This is certainly also our experience,
we tried several people to get started with Plone, but they all give up
within a few days.

We do not have that same problem with Django or Drupal.






> #19.2 Minimal but complete tutorials on "all" of the features of Plone
> (one at a time)

For me the single most useful page on plone.org is
http://plone.org/documentation/tutorial/manipulating-plone-objects-programmatically/

I like the idea of minimalism very much, explain one thing,
with some minimalistic examples


> I don't know if more documentation/tutorials is the key - but it might
> be. The problem I have with most documentation/tutorials is that they
> want too much at the same time (or to little).

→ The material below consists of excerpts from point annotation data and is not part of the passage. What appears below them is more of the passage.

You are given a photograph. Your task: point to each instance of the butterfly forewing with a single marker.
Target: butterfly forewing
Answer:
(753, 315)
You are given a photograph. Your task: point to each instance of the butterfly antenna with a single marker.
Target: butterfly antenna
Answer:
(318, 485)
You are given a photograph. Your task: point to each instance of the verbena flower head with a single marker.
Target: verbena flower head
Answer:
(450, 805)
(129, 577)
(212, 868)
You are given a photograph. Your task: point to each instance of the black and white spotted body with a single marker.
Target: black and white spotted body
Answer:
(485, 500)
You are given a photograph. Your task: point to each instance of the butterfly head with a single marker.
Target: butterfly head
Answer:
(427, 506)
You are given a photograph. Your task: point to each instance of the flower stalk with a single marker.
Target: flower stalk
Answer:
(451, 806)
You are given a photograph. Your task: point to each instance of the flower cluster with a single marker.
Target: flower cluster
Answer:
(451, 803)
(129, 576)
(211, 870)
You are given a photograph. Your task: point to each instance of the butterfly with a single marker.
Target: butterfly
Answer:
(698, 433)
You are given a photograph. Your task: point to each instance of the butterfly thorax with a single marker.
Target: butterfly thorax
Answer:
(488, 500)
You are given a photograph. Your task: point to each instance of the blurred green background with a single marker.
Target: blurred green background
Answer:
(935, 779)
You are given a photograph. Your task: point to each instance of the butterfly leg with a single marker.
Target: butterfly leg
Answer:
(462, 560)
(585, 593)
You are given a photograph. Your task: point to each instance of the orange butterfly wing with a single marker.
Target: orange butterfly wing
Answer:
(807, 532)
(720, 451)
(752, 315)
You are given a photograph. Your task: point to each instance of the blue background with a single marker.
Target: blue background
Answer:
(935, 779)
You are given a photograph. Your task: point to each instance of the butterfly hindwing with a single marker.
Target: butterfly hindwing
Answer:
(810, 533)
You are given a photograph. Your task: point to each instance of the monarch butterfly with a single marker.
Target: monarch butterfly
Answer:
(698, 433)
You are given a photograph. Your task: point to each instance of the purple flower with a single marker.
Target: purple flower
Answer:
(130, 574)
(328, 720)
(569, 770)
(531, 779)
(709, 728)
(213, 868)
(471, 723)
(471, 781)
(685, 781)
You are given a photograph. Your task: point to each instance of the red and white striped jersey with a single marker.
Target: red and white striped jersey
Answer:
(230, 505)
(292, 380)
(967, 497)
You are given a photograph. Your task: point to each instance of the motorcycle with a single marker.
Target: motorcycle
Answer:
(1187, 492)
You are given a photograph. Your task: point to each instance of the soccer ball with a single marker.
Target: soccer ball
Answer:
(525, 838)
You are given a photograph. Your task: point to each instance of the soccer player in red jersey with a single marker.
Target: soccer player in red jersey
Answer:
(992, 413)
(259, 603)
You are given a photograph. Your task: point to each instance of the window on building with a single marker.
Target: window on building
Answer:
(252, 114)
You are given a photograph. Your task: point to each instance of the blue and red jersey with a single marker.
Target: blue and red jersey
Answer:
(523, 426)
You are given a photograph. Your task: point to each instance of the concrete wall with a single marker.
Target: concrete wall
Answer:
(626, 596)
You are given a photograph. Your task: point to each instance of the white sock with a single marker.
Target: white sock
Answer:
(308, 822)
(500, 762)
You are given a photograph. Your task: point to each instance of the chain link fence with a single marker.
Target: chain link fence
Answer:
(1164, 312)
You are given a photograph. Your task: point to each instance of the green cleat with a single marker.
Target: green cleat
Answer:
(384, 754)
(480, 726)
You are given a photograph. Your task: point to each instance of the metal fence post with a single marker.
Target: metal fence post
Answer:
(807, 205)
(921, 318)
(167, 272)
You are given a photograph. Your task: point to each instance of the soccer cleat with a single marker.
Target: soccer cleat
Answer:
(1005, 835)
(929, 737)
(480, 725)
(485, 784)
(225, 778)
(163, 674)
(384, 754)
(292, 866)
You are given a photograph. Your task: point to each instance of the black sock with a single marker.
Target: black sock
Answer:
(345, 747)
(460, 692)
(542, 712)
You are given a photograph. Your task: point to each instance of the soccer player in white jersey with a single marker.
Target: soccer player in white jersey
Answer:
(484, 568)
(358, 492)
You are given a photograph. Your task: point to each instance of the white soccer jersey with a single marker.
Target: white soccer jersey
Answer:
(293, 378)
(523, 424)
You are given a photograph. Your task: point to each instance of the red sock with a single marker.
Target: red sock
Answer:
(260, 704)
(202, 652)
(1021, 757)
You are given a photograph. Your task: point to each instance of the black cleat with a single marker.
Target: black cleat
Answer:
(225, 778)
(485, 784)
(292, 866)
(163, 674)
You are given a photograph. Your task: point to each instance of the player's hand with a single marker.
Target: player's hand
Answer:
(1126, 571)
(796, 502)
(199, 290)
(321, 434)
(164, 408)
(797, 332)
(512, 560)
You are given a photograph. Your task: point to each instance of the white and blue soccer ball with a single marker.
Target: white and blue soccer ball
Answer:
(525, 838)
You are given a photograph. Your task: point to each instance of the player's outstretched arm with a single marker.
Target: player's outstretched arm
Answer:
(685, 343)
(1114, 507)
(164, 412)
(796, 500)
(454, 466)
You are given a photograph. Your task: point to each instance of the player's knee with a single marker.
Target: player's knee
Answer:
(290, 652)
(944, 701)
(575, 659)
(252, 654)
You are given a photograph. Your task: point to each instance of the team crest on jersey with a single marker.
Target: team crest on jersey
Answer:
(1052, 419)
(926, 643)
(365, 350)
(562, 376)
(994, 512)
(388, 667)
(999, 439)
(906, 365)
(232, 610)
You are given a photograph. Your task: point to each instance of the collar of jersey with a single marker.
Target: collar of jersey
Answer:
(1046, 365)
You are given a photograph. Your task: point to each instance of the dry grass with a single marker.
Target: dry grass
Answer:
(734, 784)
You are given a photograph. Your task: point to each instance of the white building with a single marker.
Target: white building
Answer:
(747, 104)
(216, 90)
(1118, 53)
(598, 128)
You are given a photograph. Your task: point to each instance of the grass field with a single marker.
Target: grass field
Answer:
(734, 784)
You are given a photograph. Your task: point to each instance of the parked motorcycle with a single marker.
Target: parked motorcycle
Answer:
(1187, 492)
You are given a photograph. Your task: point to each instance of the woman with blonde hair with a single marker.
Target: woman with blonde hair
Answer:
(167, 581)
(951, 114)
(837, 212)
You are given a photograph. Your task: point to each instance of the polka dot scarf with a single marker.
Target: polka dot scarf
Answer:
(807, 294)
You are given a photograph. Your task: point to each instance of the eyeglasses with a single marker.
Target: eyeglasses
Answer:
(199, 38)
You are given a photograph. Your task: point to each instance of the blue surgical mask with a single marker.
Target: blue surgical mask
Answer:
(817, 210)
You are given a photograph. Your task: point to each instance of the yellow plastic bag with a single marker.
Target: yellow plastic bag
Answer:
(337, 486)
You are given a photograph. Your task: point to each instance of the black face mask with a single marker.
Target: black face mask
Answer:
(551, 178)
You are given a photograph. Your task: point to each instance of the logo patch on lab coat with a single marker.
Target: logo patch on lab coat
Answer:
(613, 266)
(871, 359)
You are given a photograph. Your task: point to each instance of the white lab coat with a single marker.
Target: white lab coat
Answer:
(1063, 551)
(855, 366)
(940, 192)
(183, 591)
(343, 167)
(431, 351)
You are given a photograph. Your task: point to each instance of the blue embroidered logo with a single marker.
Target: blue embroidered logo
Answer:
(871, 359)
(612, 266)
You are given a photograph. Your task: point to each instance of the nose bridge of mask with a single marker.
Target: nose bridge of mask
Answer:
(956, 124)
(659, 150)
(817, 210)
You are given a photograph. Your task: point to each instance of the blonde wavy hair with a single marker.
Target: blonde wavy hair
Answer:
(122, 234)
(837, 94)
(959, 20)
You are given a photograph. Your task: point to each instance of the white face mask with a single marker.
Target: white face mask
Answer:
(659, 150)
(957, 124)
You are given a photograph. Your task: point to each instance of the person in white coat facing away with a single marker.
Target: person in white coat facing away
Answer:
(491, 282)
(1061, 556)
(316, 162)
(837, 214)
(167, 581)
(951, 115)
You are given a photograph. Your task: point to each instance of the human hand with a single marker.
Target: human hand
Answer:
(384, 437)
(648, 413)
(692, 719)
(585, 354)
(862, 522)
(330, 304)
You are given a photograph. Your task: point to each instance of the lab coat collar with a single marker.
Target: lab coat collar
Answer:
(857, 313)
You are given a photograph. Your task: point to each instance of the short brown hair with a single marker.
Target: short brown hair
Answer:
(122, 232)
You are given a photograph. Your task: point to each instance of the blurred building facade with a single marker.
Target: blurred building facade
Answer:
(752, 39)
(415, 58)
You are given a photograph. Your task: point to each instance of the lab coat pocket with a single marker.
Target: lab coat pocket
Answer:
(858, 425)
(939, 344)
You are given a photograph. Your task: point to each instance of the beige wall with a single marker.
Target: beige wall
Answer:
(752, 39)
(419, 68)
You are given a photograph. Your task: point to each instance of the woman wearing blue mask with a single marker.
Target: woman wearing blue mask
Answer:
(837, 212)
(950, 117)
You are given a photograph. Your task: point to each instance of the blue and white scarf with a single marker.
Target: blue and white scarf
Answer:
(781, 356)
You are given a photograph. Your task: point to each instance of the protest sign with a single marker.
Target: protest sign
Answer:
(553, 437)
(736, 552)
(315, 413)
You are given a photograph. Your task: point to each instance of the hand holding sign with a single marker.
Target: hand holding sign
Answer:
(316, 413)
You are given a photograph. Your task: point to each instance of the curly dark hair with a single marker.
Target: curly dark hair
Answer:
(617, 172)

Plone documentation (also) needs structured documentation for beginners
chapter 1, chapter 2, ....





> #19.4 Complete/Simple/Working documentation
>
> As I said: I don't know if more documentation is the key. I'd vote for
> less but "better" documentation. What better is I am afraid I do not know.

For Learning Django, it's simple, you go to
http://djangobook.com/en/1.0/  and start with chapter 1.
People like it.


The same with Grok,  http://grok.zope.org/
Learn Grok?  -->
    Brand new to Grok?  -->
           http://grok.zope.org/documentation/book/

Even Zope had the Zope Book that was nice to learn
http://www.zope.org/Documentation/Books/ZopeBook/


But for learning Plone, you install it,
you get in the ZMI if you want to do more then just using it as an ordinary
enduser. And there you are, staring at all this stuff, with no help at all.

I invite everyone to remember what they thought if they took their first
look at Plone from the ZMI.




w.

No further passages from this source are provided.